Here's an explanation from the Algolia team on building a JavaScript API client:
Indeed the
algoliasearch
module is only a raw API client with some smart request algorithm but it does not force the responses order.Because this might not always what you want, in some situations (web) you might want responses in the right order but in a backend script you don't care. And you do not want to sacrifice performance in a backend script
So if you are calling search on the input event and you searched "javascript" then there might be a small chance that the request with search query "javascr" may be received after the request with search query "javascript".
Here's a demonstration of the issue on the https://hn.algolia.com website (Hacker News search), which is powered by Algolia.
To be able to trigger this behavior, we throttled the network to 2G and searched "hashnode". Unfortunately the promise with query "ha" resolved in the end, we notified the Algolia team to solve the issue and it has been fixed in this commit.
To solve this, there's an easy fix. Everytime a new response comes to you, you can check that the response.query === currentQuery
.
If both queries are different then it means the response is not relevant given the current user's search state.

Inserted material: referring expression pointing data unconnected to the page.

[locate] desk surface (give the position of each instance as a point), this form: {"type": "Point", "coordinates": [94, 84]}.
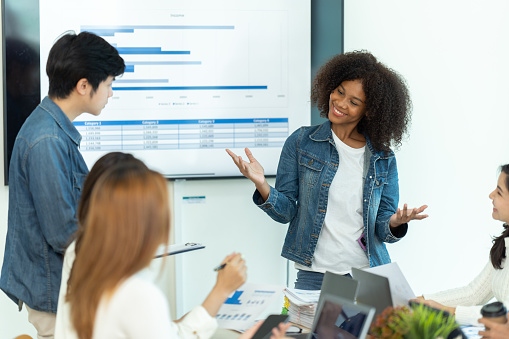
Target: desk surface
{"type": "Point", "coordinates": [222, 333]}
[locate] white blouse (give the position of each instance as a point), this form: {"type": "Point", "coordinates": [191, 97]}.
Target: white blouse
{"type": "Point", "coordinates": [137, 309]}
{"type": "Point", "coordinates": [469, 299]}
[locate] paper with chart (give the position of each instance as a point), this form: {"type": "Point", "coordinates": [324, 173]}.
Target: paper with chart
{"type": "Point", "coordinates": [243, 308]}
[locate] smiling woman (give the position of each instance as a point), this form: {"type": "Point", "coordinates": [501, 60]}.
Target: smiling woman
{"type": "Point", "coordinates": [337, 183]}
{"type": "Point", "coordinates": [466, 302]}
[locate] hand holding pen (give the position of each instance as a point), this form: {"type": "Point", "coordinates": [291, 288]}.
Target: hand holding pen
{"type": "Point", "coordinates": [232, 272]}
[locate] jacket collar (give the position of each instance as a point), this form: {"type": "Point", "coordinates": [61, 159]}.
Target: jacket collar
{"type": "Point", "coordinates": [61, 119]}
{"type": "Point", "coordinates": [323, 132]}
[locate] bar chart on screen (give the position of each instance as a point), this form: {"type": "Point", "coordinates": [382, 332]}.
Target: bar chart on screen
{"type": "Point", "coordinates": [198, 79]}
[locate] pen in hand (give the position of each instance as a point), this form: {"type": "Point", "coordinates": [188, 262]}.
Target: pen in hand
{"type": "Point", "coordinates": [220, 267]}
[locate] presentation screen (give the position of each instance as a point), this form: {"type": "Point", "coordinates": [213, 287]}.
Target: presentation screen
{"type": "Point", "coordinates": [201, 76]}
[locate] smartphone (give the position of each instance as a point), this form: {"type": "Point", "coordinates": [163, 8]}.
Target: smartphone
{"type": "Point", "coordinates": [272, 321]}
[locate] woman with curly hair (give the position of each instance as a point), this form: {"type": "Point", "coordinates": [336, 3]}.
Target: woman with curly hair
{"type": "Point", "coordinates": [337, 183]}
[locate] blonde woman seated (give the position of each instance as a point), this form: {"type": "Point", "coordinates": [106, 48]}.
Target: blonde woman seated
{"type": "Point", "coordinates": [108, 293]}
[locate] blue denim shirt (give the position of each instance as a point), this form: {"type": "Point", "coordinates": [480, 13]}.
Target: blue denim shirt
{"type": "Point", "coordinates": [309, 160]}
{"type": "Point", "coordinates": [45, 179]}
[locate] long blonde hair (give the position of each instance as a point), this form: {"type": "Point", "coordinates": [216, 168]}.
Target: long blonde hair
{"type": "Point", "coordinates": [128, 218]}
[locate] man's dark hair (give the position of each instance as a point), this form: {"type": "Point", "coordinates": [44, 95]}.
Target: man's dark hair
{"type": "Point", "coordinates": [74, 57]}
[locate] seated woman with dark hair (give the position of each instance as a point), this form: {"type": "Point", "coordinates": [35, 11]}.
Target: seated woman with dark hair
{"type": "Point", "coordinates": [493, 281]}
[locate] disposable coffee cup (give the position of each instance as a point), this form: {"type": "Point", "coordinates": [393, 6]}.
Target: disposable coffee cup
{"type": "Point", "coordinates": [495, 312]}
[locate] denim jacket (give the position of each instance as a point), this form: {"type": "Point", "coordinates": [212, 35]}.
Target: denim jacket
{"type": "Point", "coordinates": [309, 160]}
{"type": "Point", "coordinates": [45, 179]}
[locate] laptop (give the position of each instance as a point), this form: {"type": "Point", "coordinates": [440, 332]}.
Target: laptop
{"type": "Point", "coordinates": [340, 286]}
{"type": "Point", "coordinates": [340, 318]}
{"type": "Point", "coordinates": [374, 290]}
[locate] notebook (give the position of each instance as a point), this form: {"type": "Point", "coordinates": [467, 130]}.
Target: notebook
{"type": "Point", "coordinates": [373, 290]}
{"type": "Point", "coordinates": [337, 317]}
{"type": "Point", "coordinates": [340, 286]}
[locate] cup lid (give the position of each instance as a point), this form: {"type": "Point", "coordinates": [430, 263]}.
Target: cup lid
{"type": "Point", "coordinates": [492, 310]}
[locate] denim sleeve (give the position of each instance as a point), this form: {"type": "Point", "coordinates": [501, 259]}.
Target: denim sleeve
{"type": "Point", "coordinates": [388, 206]}
{"type": "Point", "coordinates": [50, 182]}
{"type": "Point", "coordinates": [281, 205]}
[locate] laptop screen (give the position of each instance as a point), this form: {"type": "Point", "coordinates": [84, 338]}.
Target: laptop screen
{"type": "Point", "coordinates": [340, 318]}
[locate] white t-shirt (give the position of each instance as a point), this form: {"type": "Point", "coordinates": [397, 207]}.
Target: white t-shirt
{"type": "Point", "coordinates": [137, 309]}
{"type": "Point", "coordinates": [337, 249]}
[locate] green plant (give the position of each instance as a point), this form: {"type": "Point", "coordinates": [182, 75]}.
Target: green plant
{"type": "Point", "coordinates": [421, 322]}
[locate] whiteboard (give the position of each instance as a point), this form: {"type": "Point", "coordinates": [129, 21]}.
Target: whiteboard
{"type": "Point", "coordinates": [201, 76]}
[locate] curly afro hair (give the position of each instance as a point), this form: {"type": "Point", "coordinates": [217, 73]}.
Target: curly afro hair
{"type": "Point", "coordinates": [388, 104]}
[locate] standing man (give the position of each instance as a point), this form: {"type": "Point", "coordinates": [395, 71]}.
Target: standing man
{"type": "Point", "coordinates": [47, 171]}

function fetchData(val, page) {
return articlesIndex
.search(val, {hitsPerPage: 25, page: page})
.then(function(content) {
if (content.query !== mySearchBox.value) {
// not the query I am looking for
return;
}
// do what you want with the content
console.log(content);
})
.catch(function(err) {
console.error(err);
});
}
This will ensure that your search queries are always matching the right response so that the user experience is pleasant.
DSN
Last but not the least, Hashnode users are everywhere. So we needed to be fast for all of them, no matter where they are.
Algolia has a feature named Distributed Search Network and are able to replicate our indices in multiple regions of the world:
The major benefit of DSN is, that it brings instant responsiveness of your search engine to all your users around the world. If you are using Algolia or plan to use it, make sure to take advantage of DSN.
Conclusion
This was a quick overview of our story of implementing Algolia along with MongoDB.
As you saw, the process is super simple, APIs are easy to understand and the community support is great. We are amazed by the responsiveness of Algolia and strongly recommend it to anyone who is looking for a powerful and a robust search solution.
By the way, do check out Algolia Community if you haven't already.